Distinguishing Photodegradation Pathways of Organic Semiconductors on ITO and Ag Electrode Contacts using IR Reflectance-Absorbance Spectroscopy with Multivariate Analysis

Abstract

Although many efforts to study photodegradation of organic semiconductor (OSC) thin films have been reported, few consider the effect of substrate material on degradation pathways. Given the many electrode contacts available, elucidation of the contributions of substrate material to OSC degradation is essential to facilitate the design of more durable devices. Here, we investigate the effect of substrate material on photodegradation of a model organic semiconductor, 4,7-bis(9,9-dimethyl-9H-fluoren-2-yl)benzo[c][1,2,5]thiadiazole (FBTF), an oligomer of the widely used OSC polymer poly(9,9-dioctylfluorene-alt-benzothiadiazole) (F8BT), by monitoring spectral changes in FTIR spectra coupled with chemometric analysis. While the identified degradation products are similar on both substrates, the differences suggest substrate-dependent degradation pathways. Along with the expected polyfluorene ketonic degradation products, strong spectral evidence of anhydride formation implies that a previously unreported interchain coupling mechanism is also present.

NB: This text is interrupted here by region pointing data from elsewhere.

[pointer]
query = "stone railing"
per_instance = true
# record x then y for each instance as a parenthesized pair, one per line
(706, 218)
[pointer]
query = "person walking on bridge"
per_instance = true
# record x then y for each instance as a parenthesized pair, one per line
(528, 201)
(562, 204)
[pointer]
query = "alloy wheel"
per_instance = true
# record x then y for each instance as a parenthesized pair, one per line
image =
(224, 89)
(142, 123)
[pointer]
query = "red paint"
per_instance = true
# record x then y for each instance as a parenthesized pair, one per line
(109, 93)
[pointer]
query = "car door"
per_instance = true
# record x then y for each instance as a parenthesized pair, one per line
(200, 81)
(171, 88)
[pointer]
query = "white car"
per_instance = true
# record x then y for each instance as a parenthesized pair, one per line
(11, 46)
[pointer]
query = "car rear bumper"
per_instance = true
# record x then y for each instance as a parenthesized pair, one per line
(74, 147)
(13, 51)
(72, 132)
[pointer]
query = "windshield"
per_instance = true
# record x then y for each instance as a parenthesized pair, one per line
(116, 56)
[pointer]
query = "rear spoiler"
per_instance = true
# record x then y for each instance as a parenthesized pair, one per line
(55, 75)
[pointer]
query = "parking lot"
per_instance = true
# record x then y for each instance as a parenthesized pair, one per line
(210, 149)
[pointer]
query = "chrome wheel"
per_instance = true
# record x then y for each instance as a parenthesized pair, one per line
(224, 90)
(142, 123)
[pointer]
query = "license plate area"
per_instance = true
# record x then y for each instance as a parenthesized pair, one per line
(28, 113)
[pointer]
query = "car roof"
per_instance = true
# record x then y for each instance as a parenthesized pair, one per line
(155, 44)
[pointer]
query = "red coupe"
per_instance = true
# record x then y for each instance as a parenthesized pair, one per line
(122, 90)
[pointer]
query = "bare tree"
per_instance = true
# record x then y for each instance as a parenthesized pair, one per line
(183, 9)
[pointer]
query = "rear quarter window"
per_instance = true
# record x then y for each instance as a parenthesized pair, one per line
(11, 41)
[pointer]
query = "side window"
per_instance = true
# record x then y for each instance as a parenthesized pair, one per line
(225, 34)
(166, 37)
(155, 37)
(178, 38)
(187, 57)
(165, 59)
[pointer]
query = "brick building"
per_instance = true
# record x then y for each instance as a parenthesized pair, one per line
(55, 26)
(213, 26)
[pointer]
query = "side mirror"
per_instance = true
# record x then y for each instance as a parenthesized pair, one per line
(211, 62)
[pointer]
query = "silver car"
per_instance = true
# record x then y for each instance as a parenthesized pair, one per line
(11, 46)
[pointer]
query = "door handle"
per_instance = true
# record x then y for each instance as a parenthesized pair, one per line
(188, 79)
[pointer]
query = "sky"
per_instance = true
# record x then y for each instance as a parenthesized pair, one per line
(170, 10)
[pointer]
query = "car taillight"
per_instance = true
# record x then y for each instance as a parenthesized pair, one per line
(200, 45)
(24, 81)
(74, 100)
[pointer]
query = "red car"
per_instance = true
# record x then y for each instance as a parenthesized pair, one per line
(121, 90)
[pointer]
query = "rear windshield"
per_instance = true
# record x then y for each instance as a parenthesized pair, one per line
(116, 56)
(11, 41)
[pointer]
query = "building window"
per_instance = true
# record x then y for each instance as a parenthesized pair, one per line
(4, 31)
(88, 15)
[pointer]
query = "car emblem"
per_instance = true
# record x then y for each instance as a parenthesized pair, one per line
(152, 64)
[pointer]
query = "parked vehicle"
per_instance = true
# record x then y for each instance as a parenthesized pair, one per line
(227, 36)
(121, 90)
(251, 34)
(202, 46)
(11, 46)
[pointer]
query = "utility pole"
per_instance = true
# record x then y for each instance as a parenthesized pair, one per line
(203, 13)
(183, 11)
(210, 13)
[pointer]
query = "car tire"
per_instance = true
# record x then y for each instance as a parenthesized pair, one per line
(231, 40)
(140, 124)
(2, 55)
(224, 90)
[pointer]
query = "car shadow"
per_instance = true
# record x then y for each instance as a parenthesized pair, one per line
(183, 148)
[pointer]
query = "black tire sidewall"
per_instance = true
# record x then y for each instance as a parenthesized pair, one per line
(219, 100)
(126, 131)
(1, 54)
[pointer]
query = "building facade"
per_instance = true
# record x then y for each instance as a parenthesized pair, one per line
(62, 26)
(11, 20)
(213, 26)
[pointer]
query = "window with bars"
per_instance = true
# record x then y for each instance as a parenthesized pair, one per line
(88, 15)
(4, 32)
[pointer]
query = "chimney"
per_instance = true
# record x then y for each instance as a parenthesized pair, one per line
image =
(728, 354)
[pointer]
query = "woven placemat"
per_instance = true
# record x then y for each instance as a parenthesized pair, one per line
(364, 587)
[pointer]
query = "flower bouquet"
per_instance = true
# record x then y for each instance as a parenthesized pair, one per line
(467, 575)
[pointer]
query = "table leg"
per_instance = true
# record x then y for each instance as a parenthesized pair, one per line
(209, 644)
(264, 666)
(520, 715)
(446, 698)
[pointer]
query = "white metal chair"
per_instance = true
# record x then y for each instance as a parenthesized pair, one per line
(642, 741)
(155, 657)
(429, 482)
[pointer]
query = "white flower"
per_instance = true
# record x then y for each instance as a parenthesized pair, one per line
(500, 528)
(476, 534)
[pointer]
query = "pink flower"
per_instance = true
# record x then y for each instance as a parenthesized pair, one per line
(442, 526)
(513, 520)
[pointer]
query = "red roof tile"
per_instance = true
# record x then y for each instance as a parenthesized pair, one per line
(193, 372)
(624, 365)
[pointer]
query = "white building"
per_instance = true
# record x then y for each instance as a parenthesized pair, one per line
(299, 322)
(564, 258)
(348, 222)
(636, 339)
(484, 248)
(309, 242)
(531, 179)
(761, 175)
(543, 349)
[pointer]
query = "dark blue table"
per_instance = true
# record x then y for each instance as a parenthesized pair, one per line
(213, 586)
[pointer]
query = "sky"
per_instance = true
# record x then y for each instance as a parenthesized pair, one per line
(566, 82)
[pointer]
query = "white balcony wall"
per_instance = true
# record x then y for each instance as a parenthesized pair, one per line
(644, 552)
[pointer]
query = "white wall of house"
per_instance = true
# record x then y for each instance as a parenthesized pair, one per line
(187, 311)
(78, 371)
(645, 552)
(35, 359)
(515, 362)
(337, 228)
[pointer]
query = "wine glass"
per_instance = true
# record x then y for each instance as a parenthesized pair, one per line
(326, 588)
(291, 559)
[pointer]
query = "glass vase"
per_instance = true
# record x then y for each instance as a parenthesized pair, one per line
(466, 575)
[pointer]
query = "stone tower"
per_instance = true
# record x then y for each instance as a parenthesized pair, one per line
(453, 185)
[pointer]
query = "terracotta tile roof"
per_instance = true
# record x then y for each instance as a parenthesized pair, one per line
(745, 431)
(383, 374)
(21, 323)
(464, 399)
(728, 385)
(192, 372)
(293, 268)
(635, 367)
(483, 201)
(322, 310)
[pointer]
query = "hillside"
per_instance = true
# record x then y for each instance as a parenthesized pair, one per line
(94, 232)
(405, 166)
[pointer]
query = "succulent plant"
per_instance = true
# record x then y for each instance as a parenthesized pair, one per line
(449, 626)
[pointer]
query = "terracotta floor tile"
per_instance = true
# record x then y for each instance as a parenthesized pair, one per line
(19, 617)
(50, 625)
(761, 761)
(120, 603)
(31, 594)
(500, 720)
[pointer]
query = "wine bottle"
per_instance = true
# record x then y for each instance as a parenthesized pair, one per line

Additionally, new bands in the 2100-2200 cm-1 region observed in spectra from films on Ag are suggestive of ring opening and rearrangement in the benzothiadiazole unit only on the metallic substrate. Although spectra on different substrates appear visually identical during early-stage degradation, principal component analysis (PCA) and linear discriminant analysis (LDA) reveal differences based on substrate type and degradation extent. This work demonstrates the utility of data-driven, vibrational spectroscopy coupled with chemometric methods for the characterization of OSC degradation and the potential for such approaches as diagnostic tools in operando devices.